But the same student showed less interest in being a part of church programs.
The focus on social justice comes at a time when Gallup reports 44 percent of Americans have a “great deal” of confidence in organized religion. That’s the lowest figure since the polling company started tracking the question in the early 1970s.
As a 20-something youth minister, Nathan McBroom from the Central Church of Christ in Topeka, Kan., said he has become “wrapped up” in the idea of social justice.
He even taught his students using a curriculum put out by the International Justice Mission, a human rights organization that rescues victims of violence, sexual exploitation and slavery.
“We actually learned a lot about oppression, God’s hatred of oppression, God’s love for justice and his desire to set the captives free and all that,” McBroom said.
But the Kansan said McKnight’s message was like “a slap upside the face,” telling him to wake up and remember the centrality of the church.
“He’s totally right. (Mahatma) Gandhi didn’t do anything in kingdom business,” McBroom said, referring to a point made by the speaker.
A Hindu, Gandhi led India to independence and inspired movements for non-violence, civil rights and freedom around the world.
“Sure, Gandhi made some good changes in this world, and God was happy to see his creation find peace in certain places,” the Topeka youth minister said. “But the kingdom is all about the lordship of Jesus Christ, and I think I really needed to be reminded of that.”
LIFE OF THE CHURCH
David Chenault, family life minister for the South Main Church of Christ in Henderson, Tenn., also said he appreciated McKnight’s perspective.

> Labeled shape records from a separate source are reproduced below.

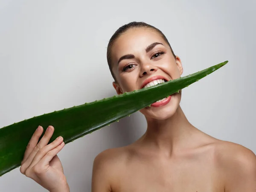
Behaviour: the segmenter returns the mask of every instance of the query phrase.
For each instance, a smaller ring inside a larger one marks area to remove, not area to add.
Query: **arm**
[[[238,149],[226,167],[226,192],[256,192],[256,156],[245,148]]]
[[[110,175],[111,169],[108,166],[106,156],[103,151],[98,154],[93,162],[92,178],[92,192],[111,192]]]

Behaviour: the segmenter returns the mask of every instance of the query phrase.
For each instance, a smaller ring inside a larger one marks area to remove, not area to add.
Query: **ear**
[[[120,86],[115,81],[113,81],[112,84],[118,95],[120,95],[123,93],[123,92],[122,90],[122,88],[120,87]]]
[[[178,67],[178,69],[179,69],[179,70],[180,71],[180,75],[181,75],[182,73],[183,73],[183,67],[182,67],[181,61],[180,60],[180,58],[177,55],[176,56],[175,60],[177,67]]]

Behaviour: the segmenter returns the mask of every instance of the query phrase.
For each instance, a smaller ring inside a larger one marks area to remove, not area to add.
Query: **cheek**
[[[137,89],[136,78],[129,77],[127,75],[128,74],[120,77],[120,79],[121,87],[124,93],[129,92]]]

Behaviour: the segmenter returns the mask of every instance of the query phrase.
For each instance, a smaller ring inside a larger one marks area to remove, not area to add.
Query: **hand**
[[[49,126],[38,143],[43,131],[39,126],[32,136],[20,171],[50,192],[69,192],[62,165],[57,155],[64,145],[63,138],[60,136],[47,145],[54,131],[53,127]]]

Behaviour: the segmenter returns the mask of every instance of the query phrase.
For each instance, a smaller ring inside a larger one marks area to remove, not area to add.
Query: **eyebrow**
[[[146,48],[146,49],[145,49],[146,52],[147,52],[147,53],[149,51],[150,51],[151,50],[152,50],[153,49],[153,48],[154,48],[155,47],[156,47],[157,45],[159,45],[159,44],[163,45],[163,44],[161,43],[159,43],[157,42],[153,43],[152,44],[148,45],[147,47],[147,48]],[[118,65],[118,64],[119,64],[119,63],[120,63],[121,62],[121,61],[122,60],[123,60],[124,59],[132,59],[132,58],[135,58],[135,56],[134,56],[134,55],[133,55],[133,54],[127,54],[127,55],[123,55],[122,57],[121,57],[119,59],[119,60],[118,60],[118,62],[117,62],[117,65]]]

“It did strike me that the only thing we have to offer is Jesus,” Chenault said. “We may be able to build houses and provide resources and feed the hungry and shelter the homeless, but our primary job is to introduce the lost to Jesus.”
But to James William McCarty III, McKnight’s message seemed better suited for mainline Protestants than members of Churches of Christ.
“I hear what he’s saying but think he’s speaking to the wrong audience,” said McCarty, a Pepperdine University graduate who previously served as a minister and managed a homeless shelter in the Los Angeles area.
Now a doctoral candidate at Emory University in Atlanta, McCarty is completing a dissertation on the ethics of political reconciliation and transitional justice. He’s a member of the Federal Way Church of Christ in Washington state.
Historically, McCarty said, Churches of Christ have suffered from a lack of “deep commitments to those aspects of the faith that go beyond what is done in Sunday worship.”
“Even our most social justice-oriented ministries tend to remain deeply tied to the life of the local church or churches,” he said, citing as an example Made in the Streets, which serves homeless children in Nairobi, Kenya.
Made in the Streets attracts college-age volunteers from across the U.S., he said. These students see it as “a way to serve the kingdom through a justice ministry.”
“However, life at MITS revolves around the life of the Kamulu Church of Christ as much as it does the ministry center in the Eastleigh slum,” McCarty said.
This past summer, teens from the Highland Church of Christ in Abilene traveled to Chicago and worked with the homeless.
Besides feeding poor people, the students “stepped way outside of their comfort zones” and struck up conversations with those helped, said Sarah Campbell, the church’s director of student ministries.
“A lot of times, our actions carry more weight than our words,” Campbell said. “Through our actions and through our relationships with people, then Christ can be shared. Helping our students realize they can start relationships and then share their faith from those relationships — even relationships with people that are not like them — is a really powerful thing.”
In Campbell’s view, McKnight’s keynote address underscored the need to keep Jesus at the center of such undertakings.
But she does not see social justice and kingdom work as an “either/or” proposition.
“I would just say it’s something that needs to be a ‘both/and’ thing, where we’re conscious of it and know that the pendulum could swing too far,” she said. “Social justice is important, but Christ needs to be at the center of it.”